L’ONSIL demande que le patient soit reconnu comme créateur de déchets et non l’infirmière libérale.
6)-La formation continue.
Les sujets ne manquent pas sur le cabinet
La gestion, la désinfection, le salariat, l’élimination des déchets, le secret professionnel, etc. ;
Vous avez dit : contamination, c’est un sujet important parmi d’autres importants.
Action ONSIL
1)-Réunion de la NGAP 2000.Dès 2000, L’ONSIL en réunion de commission de Nomenclature Générale des Actes Professionnels infirmiers (NGAP) a chiffré le coût des nouvelle mesures à prendre pour réaliser un acte dont l’innocuité ne peut être remise en question
L’exemple était la réalisation d’une prise de sang.
Au cabinet :
- Lavage des mains, suivi d’une désinfection = coût : pas de financement
- Port des gants non stériles = coût : pas de financement.
- Désinfection de la peau du patient avec un agent bactéricide anti VIH, anti -hépatites= coût : pas de financement
- Élimination des déchets = coût : pas de financement.
- Location ou achat d’un cabinet = coût : pas de financement de l’obligation conventionnelle
- Désinfection des locaux (agent + produits)= coût : pas de financement
- Ouverture d’une ligne téléphonique = coût : pas de financement
- Accueil = coût : pas de financement
- le matériel de la salle de soin = coût : pas de financement
- ouverture d’une ligne téléphonique= coût : pas de financement.
- Lavage des mains, suivi d’une désinfection = coût : pas de financement
- Port des gants non stériles = coût : pas de financement.
- Désinfection de la peau du patient avec un agent bactéricide anti VIH, anti –hépatites = coût : pas de financement
- Élimination des déchets = coût : pas de financement
Or, l’augmentation des coûts engendrés par les mesures de prophylaxie et les difficultés à les financer n’ont pas retenu l’attention des personnes qualifiées de la CNAMTS, de nos confrères représentatifs, des médecins et du Président du Conseil de l’Ordre et la prise de sang est restée cotée : AMI=1,50
2)-les sources des dysfonctionnements.
Les recommandations de bonne pratique et la formation continue sont des moyens utiles et indispensables pour faire évoluer les pratiques.
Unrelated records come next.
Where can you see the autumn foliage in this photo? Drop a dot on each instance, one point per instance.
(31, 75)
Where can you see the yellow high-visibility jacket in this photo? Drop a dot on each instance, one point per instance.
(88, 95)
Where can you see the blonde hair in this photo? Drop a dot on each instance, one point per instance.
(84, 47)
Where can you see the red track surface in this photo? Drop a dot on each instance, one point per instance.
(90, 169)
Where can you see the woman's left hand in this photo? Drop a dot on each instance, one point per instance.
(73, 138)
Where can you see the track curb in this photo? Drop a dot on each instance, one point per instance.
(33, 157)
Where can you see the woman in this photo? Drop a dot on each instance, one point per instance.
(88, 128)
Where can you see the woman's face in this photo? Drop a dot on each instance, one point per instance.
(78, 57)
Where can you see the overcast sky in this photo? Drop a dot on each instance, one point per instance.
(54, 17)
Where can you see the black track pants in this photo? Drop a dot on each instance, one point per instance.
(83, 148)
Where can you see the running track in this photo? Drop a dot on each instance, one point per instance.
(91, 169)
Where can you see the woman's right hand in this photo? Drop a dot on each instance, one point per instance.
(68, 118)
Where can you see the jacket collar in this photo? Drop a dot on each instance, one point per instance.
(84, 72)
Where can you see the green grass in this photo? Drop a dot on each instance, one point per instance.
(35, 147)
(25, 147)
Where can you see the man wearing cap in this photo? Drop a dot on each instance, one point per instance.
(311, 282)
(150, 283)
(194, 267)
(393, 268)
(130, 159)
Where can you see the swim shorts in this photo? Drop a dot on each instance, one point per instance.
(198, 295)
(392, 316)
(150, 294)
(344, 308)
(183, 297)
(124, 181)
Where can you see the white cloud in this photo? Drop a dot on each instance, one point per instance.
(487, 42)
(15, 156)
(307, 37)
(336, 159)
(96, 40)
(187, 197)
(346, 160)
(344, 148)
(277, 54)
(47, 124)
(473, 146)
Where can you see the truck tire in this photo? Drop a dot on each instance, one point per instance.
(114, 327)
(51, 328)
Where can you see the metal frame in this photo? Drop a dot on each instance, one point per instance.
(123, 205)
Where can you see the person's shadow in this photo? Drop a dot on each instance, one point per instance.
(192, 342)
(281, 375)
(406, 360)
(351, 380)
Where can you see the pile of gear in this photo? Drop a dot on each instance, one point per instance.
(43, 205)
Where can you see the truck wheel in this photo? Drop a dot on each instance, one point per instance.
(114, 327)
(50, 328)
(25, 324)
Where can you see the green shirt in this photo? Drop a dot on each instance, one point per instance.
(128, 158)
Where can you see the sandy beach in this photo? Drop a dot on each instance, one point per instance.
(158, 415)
Elles nécessitent le financement du matériel ; Pour cela, la rémunération de l’acte doit intégrer le coût :
- de l’hygiène,
- de la prévention de la contamination,
- de l’élimination des déchets,
- l’obligation conventionnelle du cabinet…
conclusion.
Encore une fois, les infirmières libérales, dont la compétence ne saurait être remise en question, sont sur la sellette.Pour entretenir un cabinet, les infirmières se regroupent entre elles, ou le partagent avec d’autres professionnels. Il n’en reste pas moins qu’un médecin généraliste dispose d’une consultation rémunérée 20 euros pour entretenir un cabinet, qu’il y exerce plus d’une heure par jour. Rien de comparable avec notre ami à 2, 90 euros, et notre activité qui est majoritairement à domicile.
Alors,
L’hygiène oui,
Le cabinet infirmier oui,
Et oui pour le financement des normes conventionnelles, légales et règlementaires, dans l’intérêt mutuel du patient et de l’infirmière.